An expansive mansion on the Upper East Side was a hotbed of social cross-pollination and uncanny pairings Thursday night. Inside glossy wood-paneled rooms with ornately carved ceilings, young models fraternized with titled Europeans and Hollywood actors. It was the kind of scene where, upon sidling up to the bar during cocktails, one might overhear Peter Brant II proclaiming to the model Hanne Gaby Odiele, “I just can’t trust Australians anymore!” Or one might watch Michael Avedon, grandson of Richard, introduce himself to the identical twin creative hyphenates Cipriana and TK Quann before enquiring, “How did you two meet?”
“In the womb,” replied Cipriana with the most generous of smiles.
Witty banter aside, the occasion marked the debut of Sara Battaglia's capsule handbag collection for Salvatore Ferragamo, and W, where her sister Giovanna is a contributing editor, and James Ferragamo were throwing her a party inspired by the "Haute Bohemians" portfolio in the May issue.
“On the weekend, I’m always bohemian. It’s how I work, music, barefoot sometimes…”
“I can be bohemian upon request,” offered Ferragamo, nodding to his leather bomber jacket and white button-down shirt as evidence. “How did I do?”
A few of the subjects from the portfolio and accompanying video shot by Emma Summerton were in attendance, among them the countess Debonnaire von Bismarck, model Emile di Robilant, artist Hope Atherton and Uberta Zambeletti, a designer and owner of the eccentric Wait and See boutique in Milan.
“Il ragazzo con i capelli biondi,” she nudged a friend glancing towards the musician and Hollywood progeny Gabriel-Kane Day-Lewis (for non-Italian speakers, that would be “the boy with the blond hair”). “He was so smart and fun.” Star Trek star Zachary Quinto was not in the portfolio but at least he had a good story from a recent trip to London.

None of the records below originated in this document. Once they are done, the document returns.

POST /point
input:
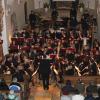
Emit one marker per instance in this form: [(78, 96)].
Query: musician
[(44, 70), (93, 67), (70, 69)]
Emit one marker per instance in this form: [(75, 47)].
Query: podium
[(1, 50)]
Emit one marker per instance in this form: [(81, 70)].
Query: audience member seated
[(92, 86), (77, 95), (3, 85), (68, 89), (89, 94), (66, 97), (15, 85), (98, 98), (12, 96), (80, 86), (1, 96)]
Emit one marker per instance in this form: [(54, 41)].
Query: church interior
[(49, 49)]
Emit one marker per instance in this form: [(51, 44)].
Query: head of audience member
[(3, 85)]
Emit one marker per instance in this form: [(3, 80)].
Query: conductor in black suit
[(44, 70)]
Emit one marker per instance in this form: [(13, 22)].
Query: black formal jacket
[(44, 67)]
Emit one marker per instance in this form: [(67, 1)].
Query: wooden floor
[(38, 93)]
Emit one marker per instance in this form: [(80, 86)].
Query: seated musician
[(15, 85)]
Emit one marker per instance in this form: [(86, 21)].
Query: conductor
[(44, 70)]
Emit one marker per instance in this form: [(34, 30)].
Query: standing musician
[(44, 70)]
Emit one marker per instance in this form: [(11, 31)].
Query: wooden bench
[(19, 94)]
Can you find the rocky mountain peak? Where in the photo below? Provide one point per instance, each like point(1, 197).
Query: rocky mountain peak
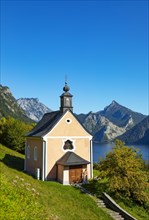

“I cut my hand. I was defending an elderly woman who was being mugged on the street,” said the actor, waiting a beat. “I wish I was. I was opening a bottle of f--king water.”
As guests made their way across a gravelly courtyard to long, candlelit tables for dinner, musician Sophie Auster observed, “I don’t know if anyone who is bohemian can really categorize themselves as bohemian. It’s maybe an outside perspective of what people think you are. When you’re so within the thing that you’re living, you’re not really thinking about how it’s perceived from the outside world.”
Being a bohemian, it seems, is in the eyes of the beholder.